The painful truth is that sexual violence is pervasive. One in four women and one in six men will experience sexual assault over their lifetime. It happens to women and men, boys and girls from all walks of life and in every community. It is endemic, as are the misbeliefs, ignorance and harmful attitudes that surround it.
What must come of Akin’s pronouncements is a call for leadership. We need a re-examination of our cultural, political and societal views about rape and the autonomy of a woman’s body. The cultural climate within many institutions reflects a deep failure of leadership at many levels to acknowledge the severity of the trauma and to adequately respond to the crimes of sexual abuse and rape. We saw this recently with the sexual abuse cases at Penn State, we’ve seen it in the cover-ups in the Catholic Church, and we see it in the epidemic of sexual assault in our U.S. Armed Forces.
Religious institutions, schools, universities, law enforcement and the U.S. military have all been the focus of media and popular inquiry in their cover up of reported rapes and abuse and their negligence to respond to the needs of men, women and children who have experienced sexual abuse. We are all members of families, groups, and organizations and we are all responsible for holding these institutions and each other accountable. We must seek the courage to step up as individuals and be leaders who advocate for institutional and societal change and support survivors in healing and seeking justice.
Each April, during Sexual Assault Awareness Month, my organization, Peace Over Violence
, sponsors Denim Day in LA & USA
. Started in Los Angeles in 1999, this campaign is now nationwide, including a Denim Day New York City. This sexual violence prevention and education campaign came about after an Italian court case that sparked international outrage when judges did not convict a rapist because the victim wore jeans.

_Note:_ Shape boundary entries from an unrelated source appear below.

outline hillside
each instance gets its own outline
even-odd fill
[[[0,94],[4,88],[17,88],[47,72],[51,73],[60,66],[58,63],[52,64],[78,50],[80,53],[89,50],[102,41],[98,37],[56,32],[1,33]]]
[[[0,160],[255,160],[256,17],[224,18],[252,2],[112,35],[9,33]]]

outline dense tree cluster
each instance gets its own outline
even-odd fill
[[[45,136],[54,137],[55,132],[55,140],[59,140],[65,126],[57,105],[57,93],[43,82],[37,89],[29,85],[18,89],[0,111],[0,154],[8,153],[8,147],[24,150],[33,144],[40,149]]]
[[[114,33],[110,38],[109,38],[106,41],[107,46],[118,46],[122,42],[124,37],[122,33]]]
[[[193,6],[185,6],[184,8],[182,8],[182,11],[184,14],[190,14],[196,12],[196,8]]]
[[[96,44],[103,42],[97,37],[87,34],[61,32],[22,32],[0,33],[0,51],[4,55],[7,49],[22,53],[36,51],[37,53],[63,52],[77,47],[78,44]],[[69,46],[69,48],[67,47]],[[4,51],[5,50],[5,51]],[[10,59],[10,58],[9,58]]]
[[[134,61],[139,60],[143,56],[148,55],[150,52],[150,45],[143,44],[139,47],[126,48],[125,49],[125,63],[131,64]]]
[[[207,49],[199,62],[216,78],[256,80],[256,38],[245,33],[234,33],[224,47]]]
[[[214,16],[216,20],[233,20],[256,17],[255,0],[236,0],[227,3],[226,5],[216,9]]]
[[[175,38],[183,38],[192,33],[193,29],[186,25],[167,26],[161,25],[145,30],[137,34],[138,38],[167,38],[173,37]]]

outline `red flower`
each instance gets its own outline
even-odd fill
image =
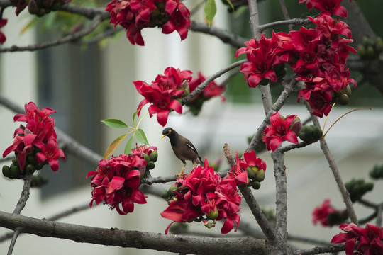
[[[315,208],[313,211],[313,223],[316,225],[319,222],[323,226],[327,227],[328,222],[328,216],[338,211],[331,205],[330,199],[326,199],[322,205]]]
[[[237,185],[248,183],[248,167],[257,167],[258,170],[266,171],[266,163],[260,158],[257,158],[255,152],[250,151],[243,154],[244,159],[238,159],[238,152],[236,153],[235,166],[234,166],[223,179],[234,178]]]
[[[140,174],[138,168],[146,164],[145,159],[138,156],[121,154],[110,159],[101,159],[96,171],[89,171],[91,176],[92,200],[96,204],[101,202],[109,205],[121,215],[134,210],[134,203],[146,203],[145,196],[138,189]],[[120,208],[121,205],[121,208]]]
[[[289,129],[296,117],[296,115],[282,118],[278,112],[270,116],[270,125],[265,129],[262,140],[266,143],[266,149],[273,152],[284,140],[297,144],[298,137],[295,132]]]
[[[221,176],[209,166],[205,159],[204,167],[198,166],[192,172],[177,179],[173,185],[175,195],[169,206],[161,213],[165,218],[177,222],[203,220],[205,225],[213,227],[216,220],[225,220],[221,230],[228,233],[240,222],[239,205],[241,197],[233,178],[223,181]],[[213,220],[209,225],[207,221]],[[165,230],[167,230],[170,223]]]
[[[177,30],[181,40],[186,39],[190,28],[190,11],[179,0],[167,0],[165,7],[169,21],[162,26],[162,33],[170,34]]]
[[[138,93],[145,97],[137,108],[140,110],[138,115],[142,107],[150,103],[150,118],[157,114],[157,120],[162,126],[166,125],[170,110],[182,113],[182,106],[177,99],[181,98],[185,92],[184,82],[192,79],[190,71],[180,71],[174,67],[167,67],[164,74],[157,75],[150,85],[141,81],[133,81]]]
[[[322,12],[321,15],[336,15],[342,18],[347,18],[347,10],[340,6],[342,0],[299,0],[299,4],[306,2],[309,10],[315,8]]]
[[[366,227],[360,227],[354,223],[341,224],[339,226],[345,233],[335,235],[331,243],[345,242],[346,255],[353,254],[356,249],[357,254],[382,254],[383,251],[383,232],[382,228],[367,224]]]
[[[6,26],[7,21],[8,21],[8,20],[6,18],[1,18],[0,19],[0,28],[4,27],[4,26]],[[4,34],[3,33],[1,33],[1,31],[0,31],[0,43],[4,44],[5,42],[5,41],[6,41],[6,38]]]
[[[48,162],[52,170],[57,171],[59,169],[57,159],[65,159],[64,152],[58,147],[57,142],[53,137],[50,137],[46,144],[39,142],[35,145],[41,150],[40,152],[36,154],[38,162],[42,164]]]
[[[26,114],[16,114],[13,120],[26,122],[27,124],[16,130],[13,143],[4,151],[3,157],[5,157],[11,152],[18,152],[17,159],[20,170],[23,172],[28,154],[39,148],[44,149],[43,154],[46,157],[43,160],[43,157],[40,155],[41,162],[48,160],[52,169],[57,171],[57,159],[65,158],[65,156],[57,146],[55,120],[50,117],[56,110],[49,108],[38,108],[33,102],[26,104],[25,109]]]
[[[194,89],[202,82],[205,81],[206,79],[202,74],[201,72],[198,73],[197,78],[193,78],[189,84],[189,90],[190,93],[193,92]],[[216,81],[213,81],[208,84],[204,89],[202,95],[205,100],[208,100],[214,96],[221,96],[221,100],[224,102],[226,98],[222,96],[222,94],[225,91],[225,86],[222,85],[218,85]]]
[[[156,26],[162,33],[177,30],[184,40],[190,28],[190,12],[179,0],[114,0],[106,11],[111,13],[109,23],[126,29],[126,37],[131,44],[144,45],[141,30]]]

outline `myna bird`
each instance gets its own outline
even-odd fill
[[[184,137],[172,128],[166,128],[162,131],[161,139],[165,136],[169,137],[174,154],[184,163],[184,167],[182,167],[182,170],[181,170],[179,175],[181,176],[183,174],[186,166],[185,160],[190,160],[193,163],[193,168],[194,168],[194,163],[203,164],[202,159],[201,159],[201,157],[198,154],[194,145],[193,145],[189,139]]]

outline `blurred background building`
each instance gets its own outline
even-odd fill
[[[76,4],[76,0],[73,3]],[[234,17],[229,16],[227,6],[221,4],[220,1],[217,1],[217,4],[218,15],[214,24],[221,28],[230,25],[233,28],[237,26],[235,30],[240,30],[243,24],[248,25],[245,12],[239,13]],[[281,18],[275,18],[273,11],[275,8],[278,8],[277,1],[260,4],[261,23]],[[24,13],[16,18],[14,9],[9,8],[4,16],[9,18],[9,21],[3,28],[7,37],[3,47],[26,45],[60,36],[52,31],[42,34],[37,28],[21,34],[20,31],[29,21],[29,16]],[[204,21],[201,11],[196,13],[194,17],[200,22]],[[243,33],[243,36],[250,37],[248,32]],[[0,93],[20,106],[34,101],[40,108],[50,107],[57,110],[52,116],[56,120],[56,126],[102,155],[108,145],[125,130],[108,128],[100,121],[106,118],[118,118],[129,123],[142,99],[135,91],[133,81],[142,80],[149,83],[170,66],[189,69],[196,74],[202,71],[204,75],[209,76],[234,60],[233,56],[236,49],[223,45],[213,36],[189,32],[187,40],[180,42],[177,33],[164,35],[155,28],[144,30],[143,36],[145,47],[131,45],[125,36],[121,35],[118,38],[99,45],[66,45],[38,52],[0,54]],[[218,82],[225,77],[218,79]],[[278,89],[275,88],[275,90]],[[329,127],[349,110],[374,106],[372,110],[360,110],[348,115],[326,136],[345,182],[352,178],[369,180],[369,171],[375,164],[383,164],[382,95],[374,92],[373,87],[368,84],[361,84],[360,89],[358,87],[354,94],[357,94],[358,90],[365,91],[361,93],[365,96],[356,97],[357,103],[335,108],[327,122],[327,127]],[[367,94],[366,91],[373,92]],[[233,154],[236,151],[243,152],[248,146],[248,137],[255,133],[265,116],[260,92],[257,89],[248,89],[243,81],[241,74],[228,85],[225,96],[227,98],[225,103],[218,98],[206,103],[198,117],[190,113],[182,115],[172,113],[167,125],[189,138],[201,156],[208,157],[209,162],[222,158],[222,169],[228,166],[223,158],[223,144],[228,143]],[[290,99],[281,113],[285,115],[298,114],[301,120],[309,118],[303,104],[295,103],[296,96],[292,95]],[[185,108],[184,110],[186,111]],[[12,123],[14,114],[0,107],[1,152],[12,143],[13,130],[18,125]],[[159,159],[152,172],[152,176],[170,176],[178,173],[182,164],[173,154],[169,141],[160,140],[163,128],[157,123],[155,116],[151,119],[145,117],[142,128],[150,144],[158,148]],[[123,151],[123,145],[121,144],[115,154]],[[267,162],[267,169],[261,189],[254,191],[259,203],[267,210],[274,209],[275,205],[275,184],[270,154],[269,152],[265,152],[257,155]],[[48,217],[91,200],[90,181],[86,178],[86,175],[96,166],[84,163],[69,154],[66,156],[67,159],[60,162],[60,169],[57,172],[53,173],[48,167],[42,170],[45,176],[49,176],[50,182],[42,189],[31,190],[22,215],[37,218]],[[289,233],[294,236],[304,234],[306,237],[329,242],[339,230],[313,225],[311,212],[326,198],[331,198],[338,209],[344,206],[319,145],[314,144],[304,149],[289,152],[285,156]],[[188,163],[186,172],[189,172],[191,169],[191,164]],[[21,181],[10,181],[2,175],[0,176],[0,210],[8,212],[13,210],[22,186]],[[157,186],[168,188],[170,186],[170,183],[167,183]],[[365,198],[380,201],[382,192],[383,186],[377,181],[374,191],[367,193]],[[116,211],[110,211],[107,206],[99,205],[59,221],[163,233],[170,223],[160,215],[166,208],[166,203],[152,195],[148,195],[148,203],[136,205],[134,212],[126,216],[121,216]],[[243,204],[242,208],[242,218],[257,225],[246,205]],[[361,218],[372,212],[370,209],[358,204],[355,205],[355,209],[357,216]],[[371,223],[374,224],[374,222]],[[219,234],[221,225],[218,224],[215,229],[208,230],[202,224],[194,222],[190,224],[190,229],[194,232]],[[6,232],[9,232],[7,230],[1,229],[0,236]],[[240,235],[241,233],[238,232],[235,234]],[[299,248],[312,246],[297,242],[294,244]],[[1,242],[0,253],[5,254],[9,245],[9,241]],[[52,252],[57,255],[162,254],[157,251],[78,244],[23,234],[17,240],[13,254],[50,254]]]

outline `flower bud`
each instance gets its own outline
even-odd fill
[[[143,154],[144,159],[148,163],[150,161],[150,157],[147,154]]]
[[[17,166],[13,166],[11,167],[11,174],[12,175],[13,178],[19,178],[21,175],[21,172],[20,171],[20,167]]]
[[[265,180],[265,171],[260,170],[255,175],[255,181],[262,181]]]
[[[150,161],[149,162],[148,162],[148,164],[146,165],[146,168],[149,170],[152,170],[155,167],[155,164],[154,164],[152,161]]]
[[[260,182],[259,181],[255,181],[252,183],[252,188],[254,189],[260,189]]]
[[[152,151],[152,153],[149,154],[149,157],[151,161],[152,161],[153,162],[155,162],[157,161],[157,159],[158,159],[158,152]]]
[[[246,169],[246,171],[248,172],[248,177],[250,178],[254,178],[255,177],[255,175],[258,172],[258,167],[255,166],[248,166]]]

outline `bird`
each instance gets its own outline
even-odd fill
[[[184,137],[172,128],[166,128],[162,130],[161,139],[165,136],[167,136],[170,140],[170,145],[172,145],[172,149],[173,149],[176,157],[184,163],[184,167],[182,167],[181,172],[177,175],[183,175],[184,169],[186,166],[185,160],[190,160],[193,163],[193,168],[194,168],[194,163],[203,164],[202,159],[198,154],[196,147],[189,139]]]

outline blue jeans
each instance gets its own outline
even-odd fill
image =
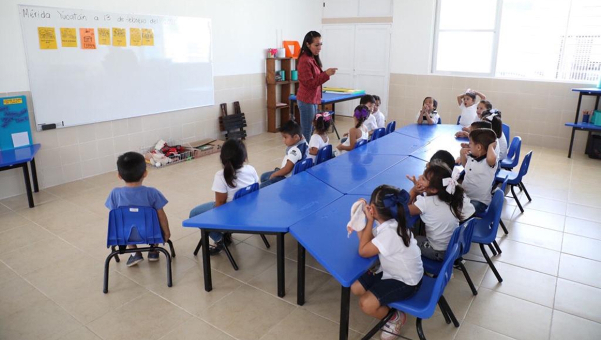
[[[302,135],[305,140],[311,140],[311,133],[313,129],[313,119],[315,114],[317,113],[317,104],[304,103],[300,100],[296,101],[299,106],[299,112],[300,113],[300,127],[302,128]]]
[[[214,207],[215,207],[215,202],[207,202],[204,204],[200,204],[190,210],[190,218],[191,218],[197,215],[206,212]],[[209,233],[209,237],[211,237],[216,242],[221,241],[223,236],[224,234],[222,233],[218,233],[217,231],[211,231]]]
[[[263,174],[261,175],[261,185],[260,186],[260,188],[264,188],[268,185],[271,185],[274,183],[277,183],[282,179],[285,179],[286,177],[283,176],[276,176],[273,178],[269,179],[269,176],[271,176],[271,174],[279,170],[279,169],[276,169],[273,171],[268,171],[266,173],[263,173]]]

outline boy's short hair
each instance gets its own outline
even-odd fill
[[[480,121],[479,122],[474,122],[469,127],[472,129],[492,129],[492,124],[488,121]]]
[[[363,95],[361,96],[361,99],[359,101],[359,104],[365,105],[368,103],[373,103],[374,104],[376,103],[376,100],[374,99],[374,96],[371,95]]]
[[[447,164],[449,169],[451,170],[455,167],[455,158],[453,157],[453,155],[450,152],[446,150],[439,150],[434,155],[432,155],[432,158],[430,158],[430,163],[432,163],[435,161],[442,162]]]
[[[489,146],[496,141],[496,134],[492,129],[475,129],[469,133],[469,139],[483,146],[484,150],[488,150]]]
[[[126,152],[117,159],[117,170],[126,182],[139,182],[146,171],[146,160],[138,152]]]
[[[282,126],[279,127],[278,130],[280,133],[289,134],[293,137],[296,134],[300,136],[302,136],[302,128],[300,128],[300,125],[296,124],[296,122],[294,121],[288,121],[285,123],[284,123],[282,124]]]

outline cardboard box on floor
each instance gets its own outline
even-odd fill
[[[192,142],[190,143],[190,146],[194,151],[194,158],[198,158],[207,155],[219,152],[224,143],[223,140],[207,138]]]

The judges ruled that because the victim was wearing tight jeans, she must have helped her attacker remove them, thus implying consent.
This would not be the first time that people in positions of power refused to adequately respond to the crime of rape.
As we plan for Denim Day in LA & USA 2013 on April 24th, it is clear that the same pernicious myths, misconceptions and victim-blaming attitudes that motivated the first Denim Day persist.
On Denim Day, people around the globe wear their jeans to symbolize that there is never an excuse, and never an invitation to rape. Wearing jeans with a purpose is a reminder that rape is real, a real trauma, and a real crime – whether the victim is a child, a young man, a deaf woman, a teen on her first date, a spouse, or a soldier – all rape is rape. And for women, the fear of pregnancy from rape is ever present. No one asks or deserves to be sexually violated or impregnated against their will.
Education about rape and sexual violence must not be confined to one day. We must continue to educate about the impact of rape. We must continue to challenge and work to dispel the persistent archaic myths and lies now recanted by Rep. Akin. We should expect better and we can do better. There is no excuse.